I Used To Pray For You All The Time

Last night I had dinner with my mom who I haven’t seen in about 10 years.


“Why’d you leave?” I asked.

“He got so bad,” you replied. I knew that was the reason.

“Then why did you never come back?”

“I was so afraid of him.” 

Coward, I thought.

I also completely understood but still— I was your baby.

“I didn’t think he would be like that with you, you girls were so young,” you went on. You have absolutely no idea. 

I was 5. You looked at me when I was so small, knew exactly what he was like, and had it in you to walk out.

No one told me that you weren’t coming back.

I prayed for you to come back and made every birthday wish that you would. I stopped praying for you and started praying for strength in my late teens when I accepted you weren’t coming— that this was my life now. I believed God would make something of me. He would bring light if I survived my dad and by sheer will, I did.

Between the appetizers and the main courses, I considered telling you things I needed you to know except I also felt too nervous.

Maybe I ditch it. What’s even the point?

It’s too heavy and I’m all grown up now and I turned out okay.

My heart was shaking I felt scared because I hate talking about it sometimes but I collected the courage and I told you how hard it was for me to grow up in that house

I told you how I wanted to die

I told you how you leaving hurt and traumatized me— teaching me the biggest lie: everyone leaves. 

I told you that everything I amount to is because of him. My discipline, work ethic, emotional intelligence and drive is because I grew up with structure and standards and strict routine and that I was lucky to grow up close NYC to taste my liberation and future career dreams as a child. 

I told you how today, him and I are okay. How I have extended compassion to his inner child knowing grandpa attacked him and his spirit, too (this came after tremendous innerwork myself) 

I told you how he laid his hands on me since the day you dropped us off and he was unpredictable and how worse he got when sister left and I was the only one left in the house and he was merciless. 

As I shared these things, you sat across from me saying “wow” and poking at your food. You didn’t extend your hand or empathize or get up to hug me. 
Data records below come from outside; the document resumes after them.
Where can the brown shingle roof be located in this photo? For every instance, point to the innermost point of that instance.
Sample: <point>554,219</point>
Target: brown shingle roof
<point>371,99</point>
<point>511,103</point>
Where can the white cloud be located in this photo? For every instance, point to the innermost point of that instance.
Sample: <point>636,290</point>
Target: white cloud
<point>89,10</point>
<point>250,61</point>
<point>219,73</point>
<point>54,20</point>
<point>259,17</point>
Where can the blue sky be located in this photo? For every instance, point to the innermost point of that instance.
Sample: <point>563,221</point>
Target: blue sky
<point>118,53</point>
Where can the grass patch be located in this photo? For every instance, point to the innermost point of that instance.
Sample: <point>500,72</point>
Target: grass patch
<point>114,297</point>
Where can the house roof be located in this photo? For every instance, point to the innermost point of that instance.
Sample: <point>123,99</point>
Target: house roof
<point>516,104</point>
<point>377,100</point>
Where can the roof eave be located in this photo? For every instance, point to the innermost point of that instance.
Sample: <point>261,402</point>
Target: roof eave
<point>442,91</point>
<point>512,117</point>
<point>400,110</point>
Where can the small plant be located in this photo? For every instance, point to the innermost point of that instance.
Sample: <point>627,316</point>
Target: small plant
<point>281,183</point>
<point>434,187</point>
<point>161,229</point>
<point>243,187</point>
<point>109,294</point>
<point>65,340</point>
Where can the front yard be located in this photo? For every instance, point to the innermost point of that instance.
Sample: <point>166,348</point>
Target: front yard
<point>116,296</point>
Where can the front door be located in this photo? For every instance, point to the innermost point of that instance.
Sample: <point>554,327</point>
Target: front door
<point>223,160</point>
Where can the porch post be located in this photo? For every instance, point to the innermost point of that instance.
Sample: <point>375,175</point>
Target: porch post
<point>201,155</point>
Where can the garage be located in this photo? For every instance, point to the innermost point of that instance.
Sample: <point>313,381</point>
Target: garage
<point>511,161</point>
I was convinced you’re selfish and you didn’t care. You don’t have a single maternal bone in your body.

“I’m sorry, I can’t go back and change the past, Kaila,” you said, barely looking at me. 

I didn’t know where to go from there. My body felt lighter but it was counterbalanced with my heart that was heavy with disappointment. 

With a flight out the next morning, I checked into the hotel downtown alone. I cried in fetus position and considered calling close friends but I didn’t. I eventually curled up under the covers on the king bed, propped up my laptop and turned on Pirates of the Caribbean to soothe myself to sleep. 

I went to sleep thinking, what a disappointment.

In the uber ride to the Albuquerque Airport to fly out of there, I realized I don’t know if you cared or not— but you had made peace about your decision to leave us.

You. made. peace.

While I had held on.

We talked about happiness and you said that you were happy. Unconvinced, I asked you again and you said yes. 

Happiness isn’t a purpose of life in the Korean culture. It’s important but not as important as your career and honoring your commitments to yourself and your family. I’m still carving out who I’m meant to be in this world but I needed you to know that I was made in the darkness of his hurt and his rooted unhealed trauma— know that my childhood was not sunshine and rainbows but I still believed there would be a light eventually in my life.

For a long time, I thought you’d be that light that would come into my life.

So I used to pray for you all the time.